Scraping web data is by no means the most sophisticated thing you can use Microsoft Excel for, but it does take some knowledge that would be considered “above basic.”
Having superior Excel skills is worth it for its own sake, but if you don’t consider yourself at least at the intermediate-level, consider investing in an Excel Bootcamp to give you the prerequisite knowledge you need to get started.
The Web Queries Method
This is the most straightforward of the two methods and the one that is most friendly and accessible for non-programmers. It involves two simple procedures in Excel but it gives you less customizability and there is still a large manual aspect to it.
Step 1: Creating the Web Queries
In order for Excel to interface with the website, you are trying to scrape you will need to first select the cell in which you want a particular piece of data to appear.
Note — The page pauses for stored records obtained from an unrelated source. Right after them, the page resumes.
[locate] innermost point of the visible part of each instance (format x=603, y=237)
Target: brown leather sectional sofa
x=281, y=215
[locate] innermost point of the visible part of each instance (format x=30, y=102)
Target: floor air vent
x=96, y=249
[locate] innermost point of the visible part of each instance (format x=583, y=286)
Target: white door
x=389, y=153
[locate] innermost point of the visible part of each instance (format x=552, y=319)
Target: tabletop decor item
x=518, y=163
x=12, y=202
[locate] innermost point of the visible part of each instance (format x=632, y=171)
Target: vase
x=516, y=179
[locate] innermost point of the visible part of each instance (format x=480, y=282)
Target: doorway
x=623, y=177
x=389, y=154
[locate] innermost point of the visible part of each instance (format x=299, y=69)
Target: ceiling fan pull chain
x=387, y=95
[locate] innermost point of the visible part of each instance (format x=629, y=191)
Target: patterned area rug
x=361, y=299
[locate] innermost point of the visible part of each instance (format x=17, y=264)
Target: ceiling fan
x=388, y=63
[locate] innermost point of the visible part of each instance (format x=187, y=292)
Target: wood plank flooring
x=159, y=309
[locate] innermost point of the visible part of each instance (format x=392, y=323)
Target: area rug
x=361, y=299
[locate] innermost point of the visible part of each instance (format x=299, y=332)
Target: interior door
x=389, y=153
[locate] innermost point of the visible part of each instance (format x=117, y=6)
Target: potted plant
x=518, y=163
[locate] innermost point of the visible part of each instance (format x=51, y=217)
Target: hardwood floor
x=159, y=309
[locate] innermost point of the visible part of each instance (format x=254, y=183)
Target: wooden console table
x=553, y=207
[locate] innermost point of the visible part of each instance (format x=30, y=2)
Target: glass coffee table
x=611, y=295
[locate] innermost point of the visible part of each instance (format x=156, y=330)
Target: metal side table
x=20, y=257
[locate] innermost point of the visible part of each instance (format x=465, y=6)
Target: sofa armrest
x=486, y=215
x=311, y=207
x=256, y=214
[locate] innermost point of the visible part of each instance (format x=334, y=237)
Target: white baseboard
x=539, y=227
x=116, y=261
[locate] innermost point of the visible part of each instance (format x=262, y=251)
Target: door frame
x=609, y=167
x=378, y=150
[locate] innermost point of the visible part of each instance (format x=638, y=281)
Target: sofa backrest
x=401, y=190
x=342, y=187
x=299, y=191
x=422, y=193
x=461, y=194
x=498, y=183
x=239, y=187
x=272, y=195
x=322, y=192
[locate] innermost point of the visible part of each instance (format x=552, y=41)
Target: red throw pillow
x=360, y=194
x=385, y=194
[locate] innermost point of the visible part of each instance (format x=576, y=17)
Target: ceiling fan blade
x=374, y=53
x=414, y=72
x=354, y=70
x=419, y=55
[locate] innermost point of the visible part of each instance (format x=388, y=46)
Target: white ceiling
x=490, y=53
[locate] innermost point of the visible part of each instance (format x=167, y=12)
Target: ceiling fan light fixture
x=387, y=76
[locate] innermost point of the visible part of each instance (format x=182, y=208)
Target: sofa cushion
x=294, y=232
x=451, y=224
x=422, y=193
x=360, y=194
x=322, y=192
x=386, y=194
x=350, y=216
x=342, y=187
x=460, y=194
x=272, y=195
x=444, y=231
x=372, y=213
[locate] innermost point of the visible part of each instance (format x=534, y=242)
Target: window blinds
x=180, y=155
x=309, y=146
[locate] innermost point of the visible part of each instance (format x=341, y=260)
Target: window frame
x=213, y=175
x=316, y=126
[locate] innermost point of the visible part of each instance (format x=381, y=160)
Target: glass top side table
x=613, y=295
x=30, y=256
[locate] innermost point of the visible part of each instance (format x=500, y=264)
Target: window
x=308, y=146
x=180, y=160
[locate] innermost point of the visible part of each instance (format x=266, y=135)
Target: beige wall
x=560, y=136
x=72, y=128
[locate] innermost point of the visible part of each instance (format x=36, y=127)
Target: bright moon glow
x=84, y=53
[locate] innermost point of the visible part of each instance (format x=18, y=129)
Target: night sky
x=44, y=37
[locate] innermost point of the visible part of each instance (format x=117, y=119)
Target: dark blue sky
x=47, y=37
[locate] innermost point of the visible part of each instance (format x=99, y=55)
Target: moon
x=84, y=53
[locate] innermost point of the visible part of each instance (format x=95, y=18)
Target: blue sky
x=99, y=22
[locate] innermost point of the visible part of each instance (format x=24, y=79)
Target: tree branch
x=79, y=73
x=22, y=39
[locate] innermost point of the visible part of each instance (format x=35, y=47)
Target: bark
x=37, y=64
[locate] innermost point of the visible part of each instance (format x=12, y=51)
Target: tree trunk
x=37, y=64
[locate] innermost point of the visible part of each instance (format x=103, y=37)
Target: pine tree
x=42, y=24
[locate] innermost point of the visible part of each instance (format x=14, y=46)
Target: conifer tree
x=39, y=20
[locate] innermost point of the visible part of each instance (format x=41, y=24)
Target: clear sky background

After that, click “data>From Web” and a new web query box will appear asking you to enter the website’s address. Enter the site you’re scraping and then press go.
The page will then load and the yellow icons will appear next to data and tables. Excel is capable of detecting any tables that are embedded in a page’s HTML and you can directly take that data, in table form, from a given website.
Step 2: Import the Data
Once you have found the data or table you are looking for, click the import button and the table will be imported into your spreadsheet. The data is now neatly arranged in rows without you having had to copy and paste a bunch of individual data points or having to spend a bunch of time formatting.
The VBA Method
The VBA method is more sophisticated and requires a deeper understanding of Excel’s programming language (VBA) as well as HTML. VBA, or visual basic for application, is sometimes commonly referred to as macros, as that is what you are primarily designing.
You need to first enable your developer tab by right-clicking on “file>cuztomize ribbon>check developer tab.” The VBA method works by writing procedures in Excel’s programming language that then tell web pages (or other programs) what to do and how Excel should be importing various data sets you want.
Building Your Script
In order for Excel to communicate with a web page, a VBA script needs to be built or copy and pasted that sends requests to the page. VBA is often employed with XMLHTTP and utilizes common expressions to parse and extract data from websites. If you have Windows you can use WinHTTP alongside VBA as well as InternetExplorer to scrape sites.
If you don’t know any VBA but are interested in learning, these skills are in high demand regardless of the industry, since Excel is such a widely used and highly useful application. There are also plenty of forums and YouTube instructional videos to help you get started. Not only that, but there is a wide range of ready-made VBA macros that have already been created expressly for web scraping purposes that you can copy-paste directly into VBA.
Learning how to automate the extraction of data from the web to Excel sheets is useful in a wide range of applications, from investing to marketing. Whether you need to collect and organize data from the web for your business, for academic purposes, or for your own personal reasons, you don’t need any advanced coding or programming knowledge to perform what are ultimately very straightforward tasks.
So, if you were considering putting money into a web scrapping tool, you might want to ask yourself if this is something that couldn’t be solved with a little Excel knowledge.
This is not an endorsement of intensive scraping techniques that many websites expressly prohibit in their terms of service. Such techniques typically involve the use of bots which can place heavy requests on pages and servers.
Using Excel’s web queries functionality to collect publicly available information is not comparable with the aforementioned technique, and using VBA to create macros should be done with similar concerns for site terms and conditions and the pressure a macro puts on a site.